Чтение онлайн

ЖАНРЫ

Куклы Барби (сборник)
Шрифт:

Потом Москва, щетинится недобро девяностыми. Мы спешим с сыном на поезд. Встретили Новый год, отвлеклись культурной программой, всласть наелись ядрёной, зернинка в зернинку икры. Маленькое чёрное платье – мечту жизни, я так и не купила, хотя наткнулась сразу, но засомневалась: может, найду лучшее, всё-таки Москва, мегаполис, богатый выбор. После недельного безрезультатного галопа по городу я вернулась за платьем, но его уже кто-то купил. В досаде хватаю что-то немыслимо-несуразно-отвратительно чуждое мне, пёстрое, нелепое. Понимаю: не то, сержусь сама на себя. Уже всё равно, лишь бы налезло, категорично отказываю сыну в игрушке, роботе за пятьдесят долларов, он вспоминает это мне до сих пор. Вдруг резко меняю планы, спешу посетить празднично-рождественскую, милую, неспешную, традиционно дремлющую Волынь.

…Раннее утро. Мы идём к входу в метро, попадаем не с

той стороны. Времени в обрез. Я не сомневаюсь, иду через площадь наперерез, добротный сапог бередит растёкшуюся, неприлично-безбрежную, от улицы к улице, лужу. Сын протестует, можно обойти. Далеко, убеждаю я его, опоздаем на поезд. Поклажа неравномерно распределена на двоих, тяжёлые сумки давят плечо. Мы бранимся. На ходу огрызаюсь, равняю размашистый шаг по центру. Нога теряет опору, скользит по льду под водой, руки улетают в стороны, я посередине этого моря растаявшего снега. Вода в луже закипает, как в джакузи, бурлит от моего негодования. Мячиком вскакиваю, с шубы течёт, как с крыши, бегу дальше, на мраморе московского метро оставляю бурые пятна. Даже привыкший ко всему московский люд оглядывается. Я не обращаю внимания, прокладываю путь в толпе, как дровосек, мне душно и нужна свобода. Пропустите. Я спешу. К чёрту вашу ненормальную Москву, где нет ничего для меня, даже шанелевского «маленького чёрного платья», где доллары выпуска шестидесятых меняют по вдвое заниженному курсу – гнусные аферисты. Я маргинал и задыхаюсь среди апофеозного нагромождения конечностей, глаз, челюстей, бедер. Выпустите, наконец, из этой каменной братской всеобщей гробницы в ореоле храма Василия Блаженного, где выход, покажите выход!

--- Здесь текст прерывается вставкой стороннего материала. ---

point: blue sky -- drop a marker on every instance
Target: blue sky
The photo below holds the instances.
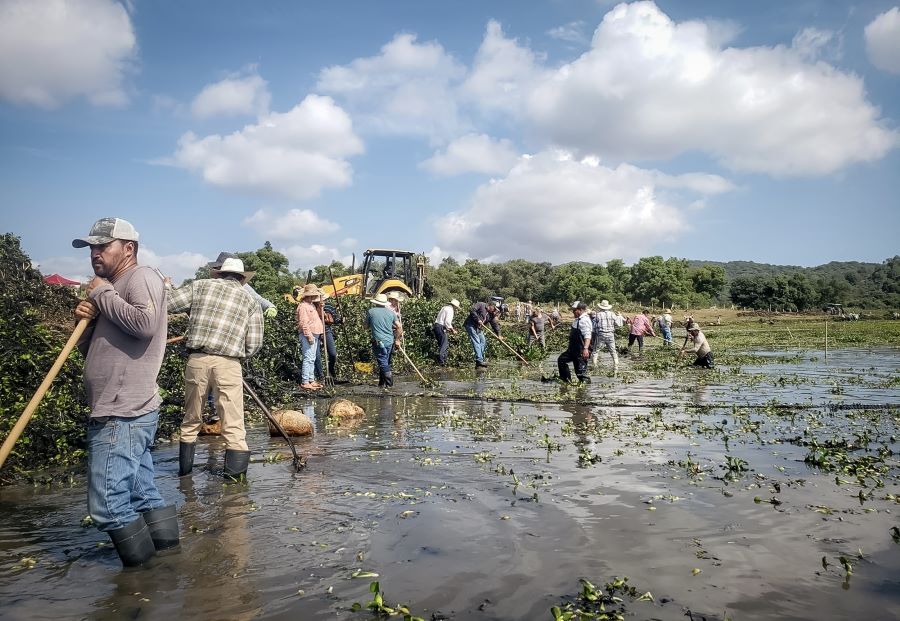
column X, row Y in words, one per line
column 559, row 130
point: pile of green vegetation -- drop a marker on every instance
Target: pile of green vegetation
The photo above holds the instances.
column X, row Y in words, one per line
column 36, row 320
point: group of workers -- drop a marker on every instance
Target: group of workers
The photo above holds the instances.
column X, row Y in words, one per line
column 127, row 309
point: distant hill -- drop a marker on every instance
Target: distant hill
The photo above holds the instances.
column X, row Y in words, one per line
column 738, row 269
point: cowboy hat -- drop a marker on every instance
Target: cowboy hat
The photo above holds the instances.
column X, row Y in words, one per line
column 232, row 266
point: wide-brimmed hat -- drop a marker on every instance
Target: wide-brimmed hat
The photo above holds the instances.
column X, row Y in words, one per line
column 310, row 291
column 232, row 266
column 214, row 265
column 105, row 230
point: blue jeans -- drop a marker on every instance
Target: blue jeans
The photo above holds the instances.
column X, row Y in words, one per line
column 440, row 333
column 479, row 341
column 120, row 469
column 667, row 334
column 310, row 351
column 382, row 356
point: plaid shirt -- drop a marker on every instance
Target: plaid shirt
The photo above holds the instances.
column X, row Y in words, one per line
column 606, row 323
column 225, row 319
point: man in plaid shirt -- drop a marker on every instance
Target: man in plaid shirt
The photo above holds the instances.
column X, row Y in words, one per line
column 226, row 326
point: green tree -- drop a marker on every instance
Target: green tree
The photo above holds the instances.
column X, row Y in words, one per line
column 653, row 279
column 580, row 281
column 709, row 280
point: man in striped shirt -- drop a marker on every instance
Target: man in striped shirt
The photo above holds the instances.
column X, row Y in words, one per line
column 605, row 324
column 226, row 326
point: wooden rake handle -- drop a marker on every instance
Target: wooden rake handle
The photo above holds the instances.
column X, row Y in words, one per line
column 20, row 425
column 508, row 346
column 411, row 363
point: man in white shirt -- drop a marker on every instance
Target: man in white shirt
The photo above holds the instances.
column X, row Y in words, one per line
column 605, row 324
column 665, row 326
column 579, row 349
column 443, row 325
column 701, row 347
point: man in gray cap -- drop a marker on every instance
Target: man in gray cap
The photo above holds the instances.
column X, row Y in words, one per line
column 123, row 348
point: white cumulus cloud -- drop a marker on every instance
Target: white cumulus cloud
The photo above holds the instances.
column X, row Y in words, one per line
column 883, row 41
column 814, row 44
column 573, row 32
column 177, row 266
column 306, row 257
column 407, row 89
column 57, row 50
column 651, row 88
column 295, row 154
column 558, row 208
column 293, row 224
column 473, row 153
column 239, row 95
column 503, row 74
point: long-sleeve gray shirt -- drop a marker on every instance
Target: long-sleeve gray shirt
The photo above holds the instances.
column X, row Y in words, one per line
column 125, row 344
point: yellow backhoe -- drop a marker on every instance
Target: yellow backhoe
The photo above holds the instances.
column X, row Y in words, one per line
column 383, row 271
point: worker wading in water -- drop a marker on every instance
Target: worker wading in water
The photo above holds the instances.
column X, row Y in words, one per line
column 579, row 350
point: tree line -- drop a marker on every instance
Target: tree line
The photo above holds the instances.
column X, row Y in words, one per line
column 652, row 281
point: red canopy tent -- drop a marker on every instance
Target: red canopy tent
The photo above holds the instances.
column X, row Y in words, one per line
column 56, row 279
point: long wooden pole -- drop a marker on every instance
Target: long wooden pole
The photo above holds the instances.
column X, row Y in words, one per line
column 19, row 427
column 299, row 462
column 508, row 346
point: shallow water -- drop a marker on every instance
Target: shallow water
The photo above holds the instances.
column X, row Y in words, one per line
column 460, row 507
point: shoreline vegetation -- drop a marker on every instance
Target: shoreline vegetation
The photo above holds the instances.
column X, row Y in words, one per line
column 36, row 319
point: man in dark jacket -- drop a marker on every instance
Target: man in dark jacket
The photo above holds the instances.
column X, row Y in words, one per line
column 479, row 315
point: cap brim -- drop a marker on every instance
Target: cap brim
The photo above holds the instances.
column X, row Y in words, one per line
column 91, row 240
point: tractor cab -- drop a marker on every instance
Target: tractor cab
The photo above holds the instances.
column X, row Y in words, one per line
column 383, row 271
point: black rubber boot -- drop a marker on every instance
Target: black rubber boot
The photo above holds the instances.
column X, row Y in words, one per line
column 163, row 525
column 186, row 457
column 133, row 543
column 236, row 463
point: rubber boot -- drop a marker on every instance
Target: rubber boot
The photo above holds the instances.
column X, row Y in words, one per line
column 236, row 463
column 186, row 457
column 133, row 543
column 163, row 525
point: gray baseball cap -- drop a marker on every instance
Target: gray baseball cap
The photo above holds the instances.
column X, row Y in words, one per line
column 105, row 230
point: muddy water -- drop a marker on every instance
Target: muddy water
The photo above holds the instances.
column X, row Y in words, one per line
column 463, row 511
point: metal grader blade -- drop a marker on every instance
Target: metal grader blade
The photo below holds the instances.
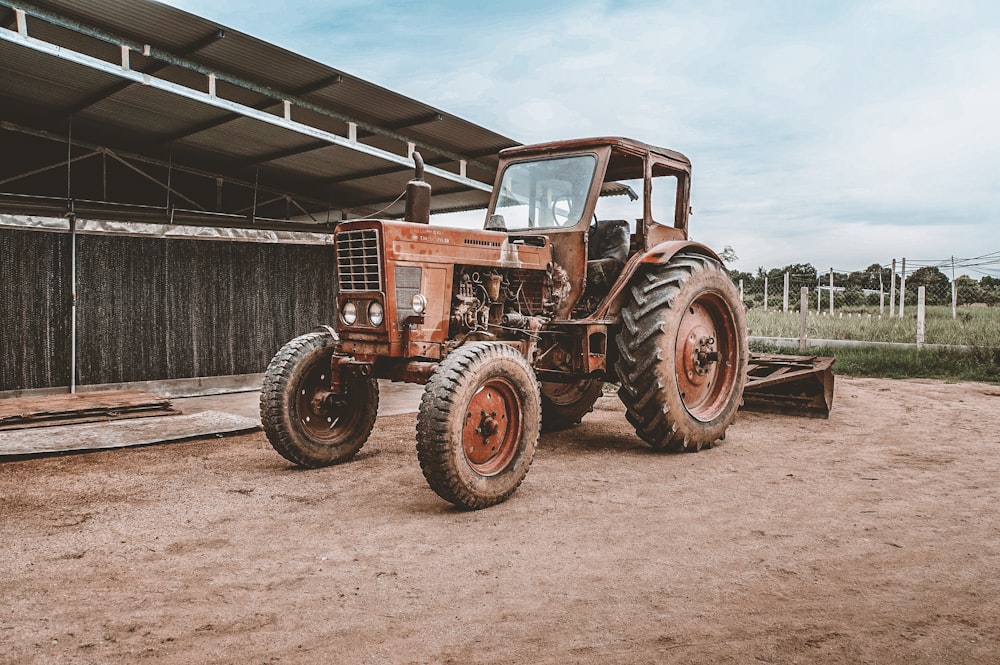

На Львовском сферично-купольном вокзале я продеваю руки в мокрые рукава, с сожалением глажу облезлый, как искупанная кошка, подол шубы и успокаиваюсь. Всё нипочём, когда рядом родные горы.

Заводские арабески

Библиотекари

Две закадычные подруги работали в заводской технической библиотеке. Основной костяк, посещающий кладезь знаний, сбился из солидных начальников отделов и секторов, то есть, естественно, мужчин. Увы, руководители у нас назначались и продолжают назначаться по признаку пола, который главная доминанта и уходящая вглубь традиция. Есть в отделе один-единственный мужчина, маленький, неказистый, бесталанный, значит, стоять ему у руля. Тут же женщина: умница, хороший специалист, организатор – значит, работать ей на этого плюгавенького в поте лица, урочное и внеурочное время, в ущерб семье и детям, дрожать, стоя «на ковре», и получать от этого же начальника по самые помидоры. Пардон, помидоров у неё нет. Имеются другие вторичные и первичные половые признаки. Тут они явно мешают, всё путают и карьерному росту не способствуют. Если б они у неё имелись, эти самые пресловутые светофоры-помидоры, тогда дело другое, зелёный свет и прямой путь открыт. Выходит, восхождению по служебной лестнице способствует отнюдь не голова, а то, что у человека между ног. Не логично как-то получается.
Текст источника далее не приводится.